3 Cr. (Hrs.:3 Lec.)
Provides an overview of computer hardware, software, and numerical methods that are useful for scientific computing on workstations and high performance computing (HPC) systems. Topics include HPC architectures, parallel programming, software tools and packages, algorithm design, characteristics of commonly used numerical methods, mapping of solution methods to modern multi-processor systems, and performance analysis.
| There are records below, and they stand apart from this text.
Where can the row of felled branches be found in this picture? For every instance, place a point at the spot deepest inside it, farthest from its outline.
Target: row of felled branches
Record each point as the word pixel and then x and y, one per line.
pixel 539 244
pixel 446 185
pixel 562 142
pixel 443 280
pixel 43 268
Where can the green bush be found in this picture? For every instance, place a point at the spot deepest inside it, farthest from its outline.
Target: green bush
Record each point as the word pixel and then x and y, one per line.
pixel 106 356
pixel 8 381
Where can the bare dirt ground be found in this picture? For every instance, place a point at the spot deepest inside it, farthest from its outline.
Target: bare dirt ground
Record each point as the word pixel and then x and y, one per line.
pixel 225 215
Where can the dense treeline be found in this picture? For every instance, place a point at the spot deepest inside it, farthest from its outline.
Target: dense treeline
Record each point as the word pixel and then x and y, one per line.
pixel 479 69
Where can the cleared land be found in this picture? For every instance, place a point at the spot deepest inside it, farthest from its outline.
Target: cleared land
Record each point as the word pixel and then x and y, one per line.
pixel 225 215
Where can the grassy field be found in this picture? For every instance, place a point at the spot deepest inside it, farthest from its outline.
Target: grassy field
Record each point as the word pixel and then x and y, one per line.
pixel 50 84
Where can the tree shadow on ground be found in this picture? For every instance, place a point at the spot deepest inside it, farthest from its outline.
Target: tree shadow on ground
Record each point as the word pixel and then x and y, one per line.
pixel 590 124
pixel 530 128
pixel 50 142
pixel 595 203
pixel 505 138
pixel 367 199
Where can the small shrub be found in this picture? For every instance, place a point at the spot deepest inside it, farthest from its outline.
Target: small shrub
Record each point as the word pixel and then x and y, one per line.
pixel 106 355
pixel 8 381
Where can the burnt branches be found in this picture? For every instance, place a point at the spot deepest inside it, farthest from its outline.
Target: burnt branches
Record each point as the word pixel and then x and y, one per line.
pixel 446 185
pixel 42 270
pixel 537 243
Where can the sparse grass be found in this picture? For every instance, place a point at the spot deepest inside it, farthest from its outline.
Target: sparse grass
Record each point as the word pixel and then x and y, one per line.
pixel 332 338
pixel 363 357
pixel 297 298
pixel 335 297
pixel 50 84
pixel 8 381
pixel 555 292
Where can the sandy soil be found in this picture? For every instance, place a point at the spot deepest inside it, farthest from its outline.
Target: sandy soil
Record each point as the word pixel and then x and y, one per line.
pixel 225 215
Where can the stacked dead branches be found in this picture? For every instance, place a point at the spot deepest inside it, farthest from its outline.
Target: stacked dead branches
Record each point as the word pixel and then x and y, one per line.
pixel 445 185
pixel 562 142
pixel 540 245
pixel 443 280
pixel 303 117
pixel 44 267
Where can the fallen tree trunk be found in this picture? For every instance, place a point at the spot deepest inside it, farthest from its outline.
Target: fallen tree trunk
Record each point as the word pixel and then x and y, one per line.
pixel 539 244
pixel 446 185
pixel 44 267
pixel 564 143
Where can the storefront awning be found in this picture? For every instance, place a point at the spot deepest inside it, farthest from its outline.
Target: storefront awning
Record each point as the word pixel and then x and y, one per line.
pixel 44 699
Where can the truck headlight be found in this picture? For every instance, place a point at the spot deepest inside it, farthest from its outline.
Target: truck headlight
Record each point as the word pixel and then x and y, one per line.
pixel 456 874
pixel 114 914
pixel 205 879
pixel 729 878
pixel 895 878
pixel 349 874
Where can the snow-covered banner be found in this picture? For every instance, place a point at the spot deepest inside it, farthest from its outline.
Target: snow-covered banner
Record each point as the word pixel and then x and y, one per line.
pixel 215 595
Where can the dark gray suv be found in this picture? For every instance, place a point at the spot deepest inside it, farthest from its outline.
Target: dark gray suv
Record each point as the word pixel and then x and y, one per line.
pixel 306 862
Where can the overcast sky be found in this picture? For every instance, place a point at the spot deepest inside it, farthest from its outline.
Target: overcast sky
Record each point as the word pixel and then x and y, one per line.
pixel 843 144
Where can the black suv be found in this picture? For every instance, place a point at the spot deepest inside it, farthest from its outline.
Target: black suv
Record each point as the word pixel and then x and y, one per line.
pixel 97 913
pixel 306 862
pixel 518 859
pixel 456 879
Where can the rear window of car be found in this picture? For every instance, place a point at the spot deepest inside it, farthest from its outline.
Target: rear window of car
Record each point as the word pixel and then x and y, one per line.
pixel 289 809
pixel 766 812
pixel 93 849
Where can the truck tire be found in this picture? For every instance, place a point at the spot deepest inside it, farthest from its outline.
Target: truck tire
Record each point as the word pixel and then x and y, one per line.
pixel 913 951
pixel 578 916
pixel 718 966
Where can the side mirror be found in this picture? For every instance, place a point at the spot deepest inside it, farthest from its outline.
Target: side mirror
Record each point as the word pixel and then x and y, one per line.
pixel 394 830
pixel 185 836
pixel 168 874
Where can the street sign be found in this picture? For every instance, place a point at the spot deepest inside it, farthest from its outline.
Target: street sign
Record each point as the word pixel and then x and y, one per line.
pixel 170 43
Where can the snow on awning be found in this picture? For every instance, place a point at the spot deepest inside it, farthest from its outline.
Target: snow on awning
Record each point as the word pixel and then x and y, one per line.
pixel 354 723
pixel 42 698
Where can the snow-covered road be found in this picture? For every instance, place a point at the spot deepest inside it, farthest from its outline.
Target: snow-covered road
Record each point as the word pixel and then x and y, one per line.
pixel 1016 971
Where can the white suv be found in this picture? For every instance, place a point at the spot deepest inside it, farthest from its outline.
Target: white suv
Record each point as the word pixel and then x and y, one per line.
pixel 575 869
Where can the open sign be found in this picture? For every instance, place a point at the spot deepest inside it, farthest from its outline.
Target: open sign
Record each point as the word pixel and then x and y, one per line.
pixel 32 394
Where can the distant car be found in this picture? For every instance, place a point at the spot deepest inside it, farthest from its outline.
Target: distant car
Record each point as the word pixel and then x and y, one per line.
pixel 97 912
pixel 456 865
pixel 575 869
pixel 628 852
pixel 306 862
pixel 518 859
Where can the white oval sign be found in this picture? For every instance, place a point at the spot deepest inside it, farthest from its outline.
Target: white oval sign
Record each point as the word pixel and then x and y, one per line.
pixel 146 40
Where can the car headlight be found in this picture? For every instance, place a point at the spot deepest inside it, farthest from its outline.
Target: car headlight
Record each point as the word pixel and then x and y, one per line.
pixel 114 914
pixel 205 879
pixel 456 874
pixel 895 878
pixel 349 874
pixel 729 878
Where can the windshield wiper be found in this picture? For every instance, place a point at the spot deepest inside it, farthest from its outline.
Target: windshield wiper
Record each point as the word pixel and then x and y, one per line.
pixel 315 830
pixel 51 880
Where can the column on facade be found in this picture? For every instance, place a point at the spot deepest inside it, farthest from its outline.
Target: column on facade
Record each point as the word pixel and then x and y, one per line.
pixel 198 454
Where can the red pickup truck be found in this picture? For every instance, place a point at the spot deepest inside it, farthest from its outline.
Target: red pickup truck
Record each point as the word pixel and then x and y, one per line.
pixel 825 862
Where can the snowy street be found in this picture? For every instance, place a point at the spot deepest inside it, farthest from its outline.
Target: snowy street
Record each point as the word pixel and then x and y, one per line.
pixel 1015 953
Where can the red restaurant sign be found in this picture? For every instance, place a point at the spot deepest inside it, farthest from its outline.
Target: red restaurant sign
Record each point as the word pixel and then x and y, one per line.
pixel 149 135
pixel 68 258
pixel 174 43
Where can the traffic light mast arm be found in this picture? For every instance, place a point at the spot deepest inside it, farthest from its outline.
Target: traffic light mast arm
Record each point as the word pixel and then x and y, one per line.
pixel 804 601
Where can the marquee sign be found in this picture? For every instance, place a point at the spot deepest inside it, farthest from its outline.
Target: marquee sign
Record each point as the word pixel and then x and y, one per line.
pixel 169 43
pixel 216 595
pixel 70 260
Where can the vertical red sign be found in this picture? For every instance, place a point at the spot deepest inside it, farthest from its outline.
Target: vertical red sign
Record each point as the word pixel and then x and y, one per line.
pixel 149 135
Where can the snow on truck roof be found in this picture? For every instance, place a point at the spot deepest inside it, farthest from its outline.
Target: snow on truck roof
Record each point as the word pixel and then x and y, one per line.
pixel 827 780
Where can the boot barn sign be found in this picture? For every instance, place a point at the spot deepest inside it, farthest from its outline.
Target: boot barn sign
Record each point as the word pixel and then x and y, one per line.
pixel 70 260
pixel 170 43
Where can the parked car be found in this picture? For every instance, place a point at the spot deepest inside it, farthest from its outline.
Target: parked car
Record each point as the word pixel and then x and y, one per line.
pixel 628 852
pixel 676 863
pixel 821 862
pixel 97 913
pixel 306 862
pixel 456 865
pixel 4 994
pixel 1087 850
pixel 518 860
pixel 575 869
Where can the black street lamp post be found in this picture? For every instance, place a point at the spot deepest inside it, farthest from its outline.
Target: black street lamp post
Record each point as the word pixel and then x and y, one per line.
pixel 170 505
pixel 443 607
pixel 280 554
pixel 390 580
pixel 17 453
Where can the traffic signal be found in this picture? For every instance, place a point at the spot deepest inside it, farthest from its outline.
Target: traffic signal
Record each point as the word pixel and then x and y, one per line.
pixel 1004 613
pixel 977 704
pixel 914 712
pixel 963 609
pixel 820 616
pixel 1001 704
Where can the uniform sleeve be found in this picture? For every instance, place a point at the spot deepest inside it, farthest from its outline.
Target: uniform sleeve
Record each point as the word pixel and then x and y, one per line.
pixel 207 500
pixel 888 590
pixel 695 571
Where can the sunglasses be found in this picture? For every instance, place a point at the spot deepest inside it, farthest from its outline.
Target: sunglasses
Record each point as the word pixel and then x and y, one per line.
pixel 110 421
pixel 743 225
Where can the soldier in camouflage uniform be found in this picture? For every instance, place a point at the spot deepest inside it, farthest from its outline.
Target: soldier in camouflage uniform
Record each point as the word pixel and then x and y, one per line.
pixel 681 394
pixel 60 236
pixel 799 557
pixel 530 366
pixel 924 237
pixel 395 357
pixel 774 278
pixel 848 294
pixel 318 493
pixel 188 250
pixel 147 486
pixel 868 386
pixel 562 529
Prerequisites: CSCI 332 and (M 426 or CSCI 477) (2nd)
Course generally offered spring (2nd) semester.
E1. Know how to work in a UNIX/Linux environment to manipulate files, use and integrate existing software packages and libraries, and can compile/execute custom programs.
E2. Understand the basics of the algorithmic analysis – asymptotic Big-O complexity. (CSCI 332)
E3. Student should understand how the formal steps to create a mathematical or computation model. (M 426 or CSCI 477)
R1. Be familiar with basic computer architecture principles, including the SIMD & MIMD execution models, data cache, shared & distributed memory, multi-core processors, and graphical processing units (GPUs).
R2. Be able to set up a virtual machine and install multiple operating systems on it.
R3. Understand basic concepts of parallel programming, including local vs. shared data, data dependencies, race conditions, multi-threaded programming with OpenMP, multi-process programming with MPI, and GPU computing.
R4. Know how to develop, analyze (Big-O complexity), and code both serial and parallel algorithms to solve scientific problems.
R5. Know how to test and debug both serial and parallel programs.
R6. Know how to submit programs for execution on a multi-user HPC system through a job queuing system.
R7. Understand how to measure, interpret, and report the performance of their code, including the speedup on a multiprocessor system.
R8. Understand basic compiler optimization options and know how to use them to evaluate and improve code performance.
R9. Learn about cloud computing options and Map/Reduce computational paradigm.
R10. Design and implement a non-trivial serial and parallel program and analyze the algorithmic performance and identify performance barriers such as data contention, bottleneck, and dependency and discuss strategies for solving these performance barriers.